Conservative: GOP Embracing Kanye Seems Desperate
Republicans “have always had a celebrity problem,” observes Kimberly Ross at the Washington Examiner, since any entertainer who doesn’t “hold fast to a leftist mentality” is “quickly ostracized” for holding minority views. But in searching for celebrities “they can call their own,” conservatives too often “bend to the superficial temptations they have decried for years.” And many of those on the right who consistently dismiss celebs “who place themselves within the center of political discussion” are now “falling all over Kanye West for his adherence to the MAGA mindset.” This fawning over fame, says Ross, “comes off as desperation,” because Kanye “offers very little sober thinking that we should praise.” Whether left or right, celebrity political endorsements should be viewed as “meaning next to nothing.”
Security beat: The Price of Saudi Friendship
In one sense, the disappearance of journalist Jamal Khashoggi at Saudi Arabia’s consulate in Istanbul “is pretty much business as usual” for Riyadh, where repression of dissent “is taken for granted,” suggests Jonathan Tobin at JNS. But abducting and likely murdering a US resident, a writer for a major newspaper, “is the sort of thing that can’t be swept under the rug.” It’s a reminder to both the US and Israel “of the cost of an alliance with an unsavory, if friendly, government,” even if it’s an alliance of convenience. Complicating things is that the Saudis currently “are playing a productive role” in the Middle East. So completely discarding this alliance “isn’t sensible” — not while “the Iranians, who are just as bad, if not worse, on human rights, pose a deadly threat to the world.”
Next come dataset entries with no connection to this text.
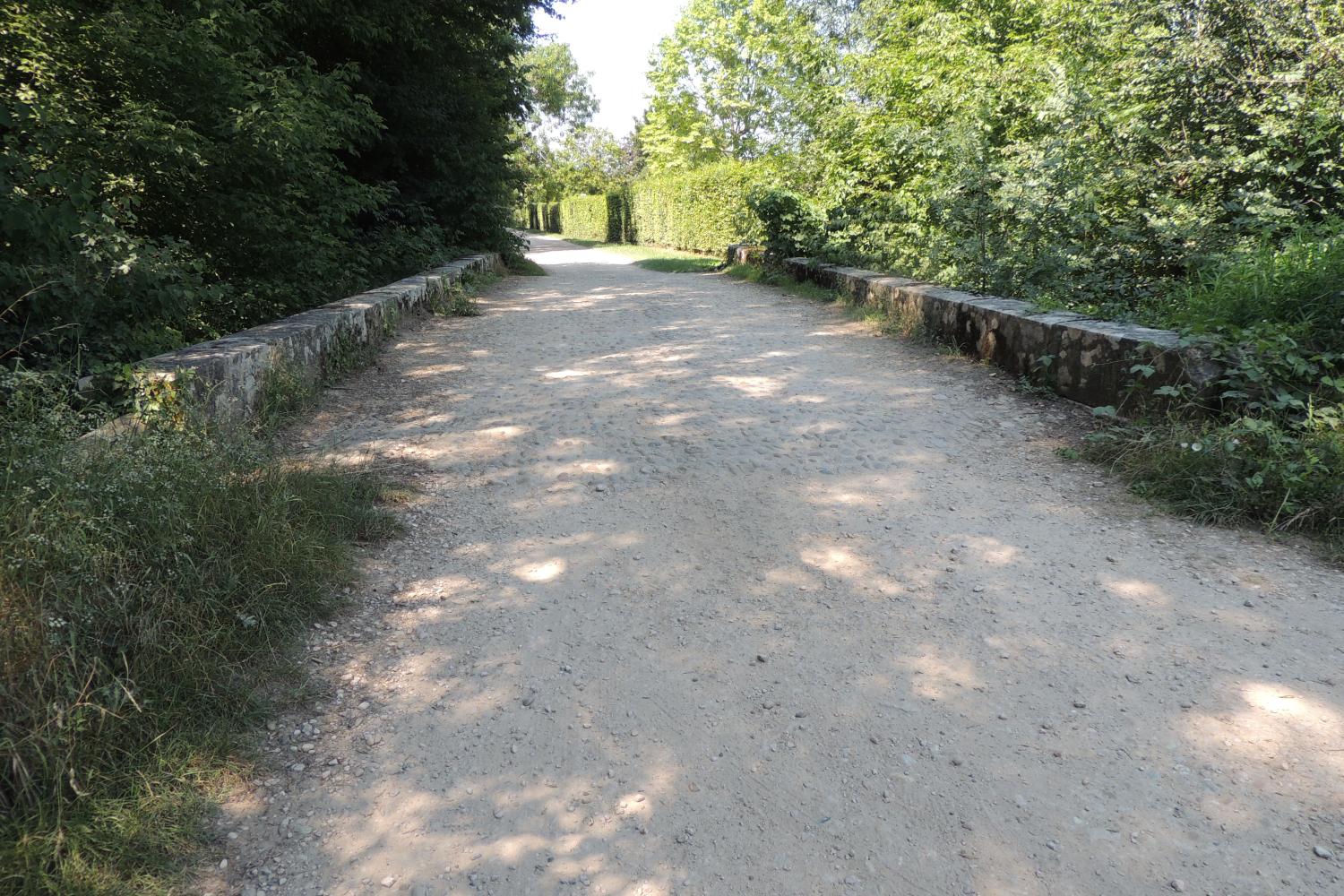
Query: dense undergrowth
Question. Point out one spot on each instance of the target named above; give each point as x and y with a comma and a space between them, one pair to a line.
151, 590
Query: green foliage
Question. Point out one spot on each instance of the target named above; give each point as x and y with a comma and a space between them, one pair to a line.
151, 584
559, 93
605, 218
1080, 155
1297, 282
790, 226
733, 82
702, 210
169, 172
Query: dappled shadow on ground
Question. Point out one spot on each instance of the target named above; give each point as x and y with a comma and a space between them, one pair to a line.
710, 591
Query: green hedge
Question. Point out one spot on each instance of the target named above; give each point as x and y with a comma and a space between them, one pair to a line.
605, 217
702, 210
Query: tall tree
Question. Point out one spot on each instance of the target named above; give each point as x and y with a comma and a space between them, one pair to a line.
733, 81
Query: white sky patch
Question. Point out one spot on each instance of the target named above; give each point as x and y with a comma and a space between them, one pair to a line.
613, 39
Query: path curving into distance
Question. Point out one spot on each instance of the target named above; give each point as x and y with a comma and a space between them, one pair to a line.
709, 590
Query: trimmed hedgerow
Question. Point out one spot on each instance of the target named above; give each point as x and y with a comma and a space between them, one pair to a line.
702, 211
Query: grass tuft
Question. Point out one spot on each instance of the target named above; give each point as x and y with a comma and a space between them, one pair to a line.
150, 587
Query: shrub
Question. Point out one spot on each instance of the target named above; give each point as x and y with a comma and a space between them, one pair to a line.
604, 218
702, 210
789, 225
150, 586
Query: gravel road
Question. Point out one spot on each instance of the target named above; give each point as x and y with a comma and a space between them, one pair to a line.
710, 590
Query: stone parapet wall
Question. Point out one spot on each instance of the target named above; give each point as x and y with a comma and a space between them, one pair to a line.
226, 376
1081, 358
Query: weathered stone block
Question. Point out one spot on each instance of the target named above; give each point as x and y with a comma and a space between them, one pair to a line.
228, 375
1082, 359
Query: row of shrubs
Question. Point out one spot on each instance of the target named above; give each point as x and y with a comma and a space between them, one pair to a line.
699, 211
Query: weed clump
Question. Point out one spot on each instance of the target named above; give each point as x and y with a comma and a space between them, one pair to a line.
150, 586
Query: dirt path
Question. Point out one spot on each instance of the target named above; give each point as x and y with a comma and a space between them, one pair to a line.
710, 591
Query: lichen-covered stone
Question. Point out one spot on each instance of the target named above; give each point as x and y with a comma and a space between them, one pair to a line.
226, 375
1083, 359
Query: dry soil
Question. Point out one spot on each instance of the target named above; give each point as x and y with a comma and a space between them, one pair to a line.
710, 590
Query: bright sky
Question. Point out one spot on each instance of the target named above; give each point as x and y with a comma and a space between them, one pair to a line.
612, 39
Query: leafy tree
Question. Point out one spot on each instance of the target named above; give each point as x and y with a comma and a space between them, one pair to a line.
175, 171
733, 82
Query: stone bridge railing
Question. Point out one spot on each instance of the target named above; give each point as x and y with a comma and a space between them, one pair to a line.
226, 376
1081, 358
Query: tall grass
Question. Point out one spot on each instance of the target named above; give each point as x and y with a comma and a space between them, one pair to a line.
1263, 443
151, 589
1296, 284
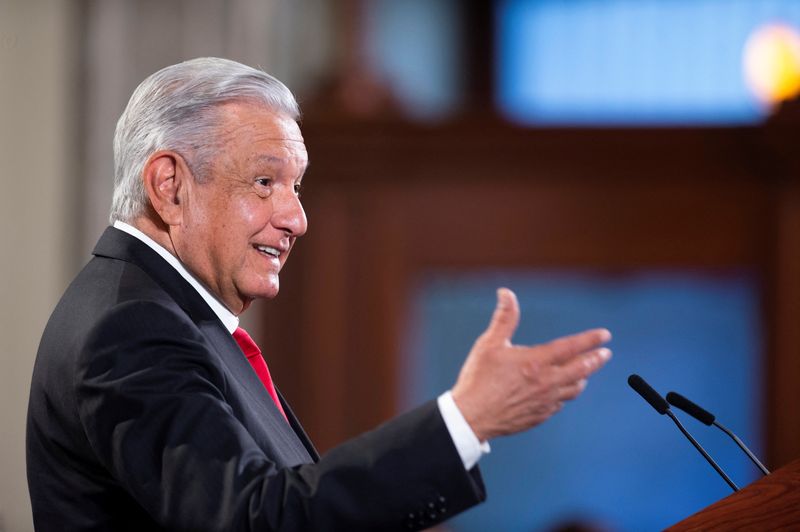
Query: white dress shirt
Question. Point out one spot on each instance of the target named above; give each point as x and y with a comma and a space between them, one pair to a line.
467, 444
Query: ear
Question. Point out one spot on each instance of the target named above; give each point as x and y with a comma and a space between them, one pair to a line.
166, 180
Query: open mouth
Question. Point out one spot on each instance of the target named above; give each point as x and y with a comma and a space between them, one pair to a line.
268, 251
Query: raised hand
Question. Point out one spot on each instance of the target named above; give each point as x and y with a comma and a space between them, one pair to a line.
504, 388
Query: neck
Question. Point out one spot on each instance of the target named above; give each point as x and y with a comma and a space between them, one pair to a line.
158, 231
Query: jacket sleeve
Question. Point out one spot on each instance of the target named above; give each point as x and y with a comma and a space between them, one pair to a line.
152, 402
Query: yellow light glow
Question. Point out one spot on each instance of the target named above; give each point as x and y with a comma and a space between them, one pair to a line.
772, 63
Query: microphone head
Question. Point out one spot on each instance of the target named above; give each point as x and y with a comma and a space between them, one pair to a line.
648, 394
700, 414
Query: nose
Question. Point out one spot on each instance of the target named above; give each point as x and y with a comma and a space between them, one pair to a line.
288, 214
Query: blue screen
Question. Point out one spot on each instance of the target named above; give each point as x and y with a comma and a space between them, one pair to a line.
608, 457
630, 61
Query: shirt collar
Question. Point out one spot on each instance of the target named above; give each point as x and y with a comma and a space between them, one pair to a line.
228, 318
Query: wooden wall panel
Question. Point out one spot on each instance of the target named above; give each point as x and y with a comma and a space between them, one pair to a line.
387, 201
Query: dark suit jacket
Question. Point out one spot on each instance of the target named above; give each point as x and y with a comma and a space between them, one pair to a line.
145, 415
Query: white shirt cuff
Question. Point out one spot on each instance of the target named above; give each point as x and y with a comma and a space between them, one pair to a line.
467, 444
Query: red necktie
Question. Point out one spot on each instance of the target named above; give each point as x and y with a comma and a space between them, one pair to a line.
253, 354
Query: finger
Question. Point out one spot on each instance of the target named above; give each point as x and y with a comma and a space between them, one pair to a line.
505, 318
571, 391
563, 350
583, 366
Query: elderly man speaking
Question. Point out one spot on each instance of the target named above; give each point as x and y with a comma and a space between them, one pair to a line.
151, 409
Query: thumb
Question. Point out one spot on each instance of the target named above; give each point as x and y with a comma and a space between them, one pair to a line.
505, 318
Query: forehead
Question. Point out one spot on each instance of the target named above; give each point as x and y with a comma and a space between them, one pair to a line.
256, 134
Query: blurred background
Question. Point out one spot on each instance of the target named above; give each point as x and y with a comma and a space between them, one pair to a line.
620, 163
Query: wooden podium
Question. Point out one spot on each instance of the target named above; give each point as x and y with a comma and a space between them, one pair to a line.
770, 503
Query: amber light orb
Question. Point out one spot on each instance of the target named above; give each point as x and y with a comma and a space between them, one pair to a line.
772, 63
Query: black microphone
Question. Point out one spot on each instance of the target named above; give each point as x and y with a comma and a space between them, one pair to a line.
706, 417
662, 407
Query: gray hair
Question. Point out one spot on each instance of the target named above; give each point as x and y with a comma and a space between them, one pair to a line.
175, 109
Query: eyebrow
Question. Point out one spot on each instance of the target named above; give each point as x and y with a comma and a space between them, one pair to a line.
272, 159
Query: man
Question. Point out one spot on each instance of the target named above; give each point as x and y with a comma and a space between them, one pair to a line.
150, 409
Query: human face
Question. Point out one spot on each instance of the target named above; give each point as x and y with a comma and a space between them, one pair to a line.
240, 224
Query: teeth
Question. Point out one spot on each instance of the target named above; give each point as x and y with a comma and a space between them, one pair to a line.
269, 250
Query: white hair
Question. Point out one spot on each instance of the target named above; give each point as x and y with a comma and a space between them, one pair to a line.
176, 109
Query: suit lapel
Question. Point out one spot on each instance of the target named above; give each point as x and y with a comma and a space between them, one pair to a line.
119, 245
298, 428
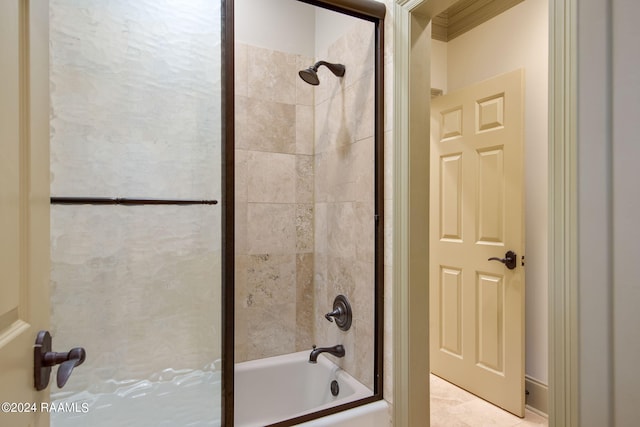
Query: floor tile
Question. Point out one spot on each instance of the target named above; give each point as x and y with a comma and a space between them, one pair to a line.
454, 407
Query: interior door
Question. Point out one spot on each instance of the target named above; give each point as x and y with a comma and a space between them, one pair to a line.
24, 206
477, 213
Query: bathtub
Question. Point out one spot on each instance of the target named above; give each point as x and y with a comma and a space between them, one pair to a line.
267, 391
282, 387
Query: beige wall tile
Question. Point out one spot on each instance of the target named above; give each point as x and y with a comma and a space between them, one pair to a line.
271, 177
271, 228
304, 228
264, 125
304, 179
272, 75
305, 129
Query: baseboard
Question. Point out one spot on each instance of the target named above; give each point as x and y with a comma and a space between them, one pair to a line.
537, 398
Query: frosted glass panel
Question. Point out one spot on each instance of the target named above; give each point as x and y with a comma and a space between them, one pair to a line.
139, 289
136, 113
135, 95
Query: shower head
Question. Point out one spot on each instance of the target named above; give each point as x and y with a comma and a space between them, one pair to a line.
310, 75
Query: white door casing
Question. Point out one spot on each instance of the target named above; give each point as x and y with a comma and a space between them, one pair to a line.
24, 205
477, 213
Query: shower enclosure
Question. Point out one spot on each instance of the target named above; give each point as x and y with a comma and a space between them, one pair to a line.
308, 198
209, 205
136, 245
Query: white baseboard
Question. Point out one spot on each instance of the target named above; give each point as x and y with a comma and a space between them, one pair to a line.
537, 399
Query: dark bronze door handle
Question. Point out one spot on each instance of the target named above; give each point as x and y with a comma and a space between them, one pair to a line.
509, 259
44, 359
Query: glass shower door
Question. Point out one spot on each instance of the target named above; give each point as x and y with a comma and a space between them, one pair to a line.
135, 224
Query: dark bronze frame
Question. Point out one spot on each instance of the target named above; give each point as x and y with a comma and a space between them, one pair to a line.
364, 9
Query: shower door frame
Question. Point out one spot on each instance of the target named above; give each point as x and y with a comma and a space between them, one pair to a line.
369, 10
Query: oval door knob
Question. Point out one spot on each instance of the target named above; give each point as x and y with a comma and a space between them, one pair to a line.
509, 259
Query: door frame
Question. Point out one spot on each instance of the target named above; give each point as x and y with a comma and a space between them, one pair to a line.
412, 51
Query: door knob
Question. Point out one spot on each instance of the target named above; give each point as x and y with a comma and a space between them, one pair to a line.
509, 259
44, 359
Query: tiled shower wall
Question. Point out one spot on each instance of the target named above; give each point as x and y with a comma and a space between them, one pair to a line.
135, 112
274, 204
344, 198
304, 201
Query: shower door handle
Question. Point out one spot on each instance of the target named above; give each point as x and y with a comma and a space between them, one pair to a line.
44, 359
510, 259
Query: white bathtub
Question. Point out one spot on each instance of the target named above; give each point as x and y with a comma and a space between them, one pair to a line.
266, 388
282, 387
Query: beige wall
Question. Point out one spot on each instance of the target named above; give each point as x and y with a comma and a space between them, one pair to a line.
518, 38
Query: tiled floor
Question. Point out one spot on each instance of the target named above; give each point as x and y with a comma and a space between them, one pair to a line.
454, 407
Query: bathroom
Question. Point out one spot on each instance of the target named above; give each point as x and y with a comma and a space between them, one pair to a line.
140, 232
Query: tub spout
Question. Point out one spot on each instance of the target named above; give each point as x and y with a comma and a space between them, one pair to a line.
336, 350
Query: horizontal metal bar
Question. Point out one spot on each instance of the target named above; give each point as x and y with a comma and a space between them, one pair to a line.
125, 201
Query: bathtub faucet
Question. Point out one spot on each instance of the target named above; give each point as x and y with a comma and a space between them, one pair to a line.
336, 350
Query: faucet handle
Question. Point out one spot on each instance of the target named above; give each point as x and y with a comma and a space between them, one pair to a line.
341, 313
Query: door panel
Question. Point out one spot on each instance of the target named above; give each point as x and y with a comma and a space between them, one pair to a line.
24, 205
477, 305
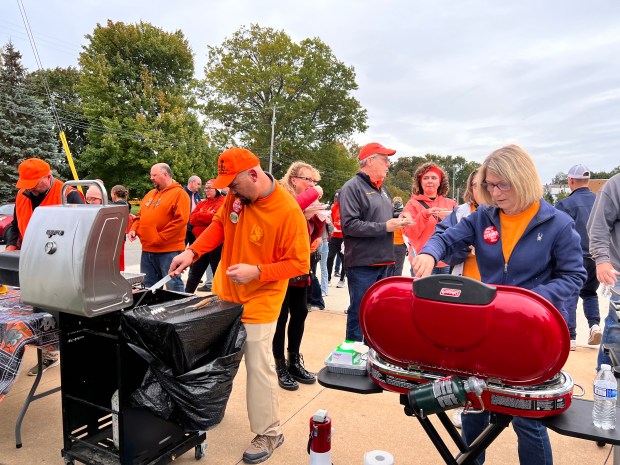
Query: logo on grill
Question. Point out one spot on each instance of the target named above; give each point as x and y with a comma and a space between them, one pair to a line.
450, 292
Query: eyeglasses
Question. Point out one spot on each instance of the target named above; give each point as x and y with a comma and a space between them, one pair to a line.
306, 179
384, 158
502, 186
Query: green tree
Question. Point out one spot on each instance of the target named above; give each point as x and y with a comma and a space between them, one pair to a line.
258, 69
605, 174
136, 86
62, 84
26, 128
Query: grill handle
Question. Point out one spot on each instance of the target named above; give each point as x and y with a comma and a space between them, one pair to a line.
85, 182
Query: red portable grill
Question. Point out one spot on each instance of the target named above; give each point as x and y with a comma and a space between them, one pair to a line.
422, 330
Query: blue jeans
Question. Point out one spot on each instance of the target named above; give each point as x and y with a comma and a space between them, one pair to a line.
532, 438
400, 252
611, 333
324, 278
360, 279
589, 297
155, 266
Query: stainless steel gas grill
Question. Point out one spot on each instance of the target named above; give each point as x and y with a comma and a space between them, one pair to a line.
117, 341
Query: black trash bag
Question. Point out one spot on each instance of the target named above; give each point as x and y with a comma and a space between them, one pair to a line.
195, 400
181, 338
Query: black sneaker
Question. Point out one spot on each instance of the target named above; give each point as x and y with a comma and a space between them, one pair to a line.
47, 364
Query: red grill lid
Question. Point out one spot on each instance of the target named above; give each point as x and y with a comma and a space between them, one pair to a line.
460, 326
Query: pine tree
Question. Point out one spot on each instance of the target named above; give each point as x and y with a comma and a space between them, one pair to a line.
26, 127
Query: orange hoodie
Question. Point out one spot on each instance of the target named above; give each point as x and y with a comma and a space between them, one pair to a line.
270, 232
162, 220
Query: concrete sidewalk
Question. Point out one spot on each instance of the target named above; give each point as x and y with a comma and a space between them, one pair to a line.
361, 422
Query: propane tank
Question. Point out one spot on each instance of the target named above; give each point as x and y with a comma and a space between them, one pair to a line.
443, 394
320, 440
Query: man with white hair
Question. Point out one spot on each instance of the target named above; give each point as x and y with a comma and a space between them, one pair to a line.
578, 205
161, 225
368, 227
194, 183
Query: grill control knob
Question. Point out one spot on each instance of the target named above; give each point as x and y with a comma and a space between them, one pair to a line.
50, 247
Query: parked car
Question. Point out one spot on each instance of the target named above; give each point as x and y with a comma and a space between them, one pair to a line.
6, 217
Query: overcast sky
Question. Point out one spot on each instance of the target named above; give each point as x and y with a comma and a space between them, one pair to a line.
446, 77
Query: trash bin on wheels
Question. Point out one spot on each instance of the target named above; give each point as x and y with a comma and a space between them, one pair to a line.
99, 363
124, 399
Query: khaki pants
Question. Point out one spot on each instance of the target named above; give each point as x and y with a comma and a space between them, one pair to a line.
262, 382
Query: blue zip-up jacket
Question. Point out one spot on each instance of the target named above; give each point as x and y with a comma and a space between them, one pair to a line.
364, 210
578, 205
547, 258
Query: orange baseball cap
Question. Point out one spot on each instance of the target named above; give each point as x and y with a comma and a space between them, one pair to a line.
374, 148
30, 171
232, 162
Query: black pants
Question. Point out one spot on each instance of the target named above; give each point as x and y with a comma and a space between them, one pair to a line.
334, 246
315, 296
294, 305
199, 267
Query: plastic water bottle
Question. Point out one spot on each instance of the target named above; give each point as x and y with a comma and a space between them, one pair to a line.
605, 395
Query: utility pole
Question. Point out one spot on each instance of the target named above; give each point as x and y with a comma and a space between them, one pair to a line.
273, 128
454, 183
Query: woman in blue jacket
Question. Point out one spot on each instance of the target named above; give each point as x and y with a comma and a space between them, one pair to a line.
520, 240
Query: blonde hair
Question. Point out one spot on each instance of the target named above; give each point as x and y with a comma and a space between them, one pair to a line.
468, 196
293, 171
513, 164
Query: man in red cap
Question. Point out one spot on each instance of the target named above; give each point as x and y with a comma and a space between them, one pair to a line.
367, 226
200, 219
37, 186
261, 252
161, 225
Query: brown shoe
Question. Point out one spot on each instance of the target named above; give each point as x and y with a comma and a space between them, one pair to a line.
261, 448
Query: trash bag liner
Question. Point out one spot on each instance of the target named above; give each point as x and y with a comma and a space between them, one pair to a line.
179, 336
195, 399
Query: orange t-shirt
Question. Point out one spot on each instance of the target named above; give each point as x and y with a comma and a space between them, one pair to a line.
256, 235
161, 223
513, 227
470, 265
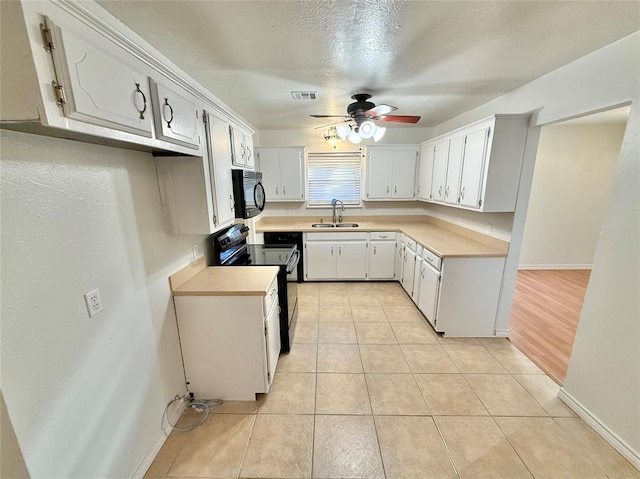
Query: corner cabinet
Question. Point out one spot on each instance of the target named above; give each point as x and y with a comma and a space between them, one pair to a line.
391, 172
242, 154
227, 356
282, 172
476, 167
196, 192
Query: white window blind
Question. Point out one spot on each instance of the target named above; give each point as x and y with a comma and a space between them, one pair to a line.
333, 176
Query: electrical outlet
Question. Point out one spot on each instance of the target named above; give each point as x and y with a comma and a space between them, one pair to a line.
94, 303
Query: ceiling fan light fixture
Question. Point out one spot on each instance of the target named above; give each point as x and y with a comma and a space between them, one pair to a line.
332, 137
354, 137
343, 131
379, 133
367, 129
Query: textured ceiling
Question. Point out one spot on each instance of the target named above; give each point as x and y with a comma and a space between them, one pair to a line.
430, 58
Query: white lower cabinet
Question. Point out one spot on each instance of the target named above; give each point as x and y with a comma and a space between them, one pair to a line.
335, 256
382, 255
229, 355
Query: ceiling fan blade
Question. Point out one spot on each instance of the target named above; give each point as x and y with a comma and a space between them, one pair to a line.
380, 110
331, 124
399, 118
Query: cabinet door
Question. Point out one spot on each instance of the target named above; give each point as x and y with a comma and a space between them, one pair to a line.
473, 168
425, 172
238, 149
320, 258
249, 161
272, 341
270, 166
399, 262
429, 287
415, 292
291, 174
407, 270
176, 116
382, 258
454, 168
100, 87
404, 174
440, 158
352, 260
379, 173
220, 164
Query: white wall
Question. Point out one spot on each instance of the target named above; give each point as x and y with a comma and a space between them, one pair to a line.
571, 183
603, 371
86, 396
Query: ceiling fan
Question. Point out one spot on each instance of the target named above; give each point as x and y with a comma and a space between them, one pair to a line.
362, 110
363, 113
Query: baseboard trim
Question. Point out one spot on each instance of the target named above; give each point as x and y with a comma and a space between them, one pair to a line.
618, 444
554, 266
153, 451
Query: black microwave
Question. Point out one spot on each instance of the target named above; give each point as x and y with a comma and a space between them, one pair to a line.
248, 193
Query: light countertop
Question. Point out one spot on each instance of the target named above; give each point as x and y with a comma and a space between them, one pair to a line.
442, 238
229, 281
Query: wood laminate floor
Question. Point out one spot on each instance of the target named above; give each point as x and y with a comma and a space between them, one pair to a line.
545, 315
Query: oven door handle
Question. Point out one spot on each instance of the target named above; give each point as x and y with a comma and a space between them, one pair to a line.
293, 263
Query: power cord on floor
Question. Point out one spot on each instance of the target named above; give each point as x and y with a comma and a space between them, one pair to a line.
200, 405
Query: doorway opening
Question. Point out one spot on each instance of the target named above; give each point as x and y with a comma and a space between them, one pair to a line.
574, 168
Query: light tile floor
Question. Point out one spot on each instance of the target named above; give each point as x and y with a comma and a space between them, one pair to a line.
369, 390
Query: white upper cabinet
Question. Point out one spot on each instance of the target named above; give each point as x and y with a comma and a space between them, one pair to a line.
478, 167
196, 192
77, 69
282, 172
99, 87
391, 172
440, 159
242, 149
425, 172
454, 169
176, 115
219, 152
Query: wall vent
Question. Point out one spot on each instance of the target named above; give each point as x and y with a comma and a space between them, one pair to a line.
303, 95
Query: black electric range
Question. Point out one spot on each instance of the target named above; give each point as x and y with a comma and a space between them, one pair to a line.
231, 249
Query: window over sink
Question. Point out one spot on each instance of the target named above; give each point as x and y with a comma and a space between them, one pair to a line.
334, 175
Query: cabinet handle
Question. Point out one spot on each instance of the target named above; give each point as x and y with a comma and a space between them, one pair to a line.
144, 101
166, 103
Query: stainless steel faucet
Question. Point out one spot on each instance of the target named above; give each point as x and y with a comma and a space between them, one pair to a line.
334, 202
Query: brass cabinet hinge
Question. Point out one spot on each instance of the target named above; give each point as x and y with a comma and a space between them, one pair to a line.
47, 38
58, 92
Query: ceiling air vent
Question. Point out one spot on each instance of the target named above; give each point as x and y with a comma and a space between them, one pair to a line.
303, 95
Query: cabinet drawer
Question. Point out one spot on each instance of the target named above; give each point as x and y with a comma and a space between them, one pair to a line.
386, 235
271, 296
431, 258
346, 236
From the right: The Case Against Pope Francis
When Jorge Mario Cardinal Bergoglio became Pope Francis five years ago, recalls National Review’s Michael Francis Dougherty, it seemed as if his papacy would be “an era of mercy for sinners at the peripheries and accountability for malefactors at the Vatican.” Instead, says Dougherty, “the opposite has taken place.” Because while “trying to please the progressives who elected him, Pope Francis has plunged the Church into acrimony and confusion.” Nearly half of his reformist team “have been pulled into sexual-abuse scandals themselves.” Indeed, Francis seems to favor those who are either “morally compromised” or “doctrinally suspect.” Now the curia itself “is filled with moral mediocrities, men who are sexually and financially compromised.” No wonder the Vatican “inveighs against whistleblowers immediately but waits decades to investigate predator bishops.”
Political scribe: Yes, Democrats, It Is a Mob
There’s nothing wrong with fighting in politics, contends David Harsanyi at RealClearPolitics, and there’s no need “to be hypersensitive about every metaphorical over-indulgence.” Problem is, Democrats act “as if every political setback they experience is caused by some act of criminality.” And “this instigates lots people to act like a bunch of children — or worse.” Yet “the mob within their ranks is being cast, predictably, as a conservative fiction.” Indeed, “CNN insists that it’s a normal, everyday demonstration of free expression to chase politicians’ wives out of public places.” But “a mob is a disorderly crowd of people who have the intent of causing trouble or violence.” And when “you surround people and restrict their movements, you are engaging in more than incivility.”
Foreign desk: First Big Test for Trump’s China Strategy
President Trump has shifted course on China, from engagement to competition, combined with what The Washington Post’s Josh Rogin calls a willingness to “confront Chinese economic aggression, military expansion, internal repression and overseas political interference.” But it’s still “an open question” whether his team “has the commitment and capability to make this strategy a reality.” The first big test will be over human rights and Tibet: Congress wants Beijing to open Tibet to US officials and journalists or face travel restrictions on its officials here. If Trump signs this into law and implements it, “Washington’s new policy of enforcing ‘reciprocity’ in the US-China relationship will be on.” Escalation “certainly risks disruptions and unintended consequences” — but those risks “must be weighed against the costs of allowing Chinese practices to go unchecked.”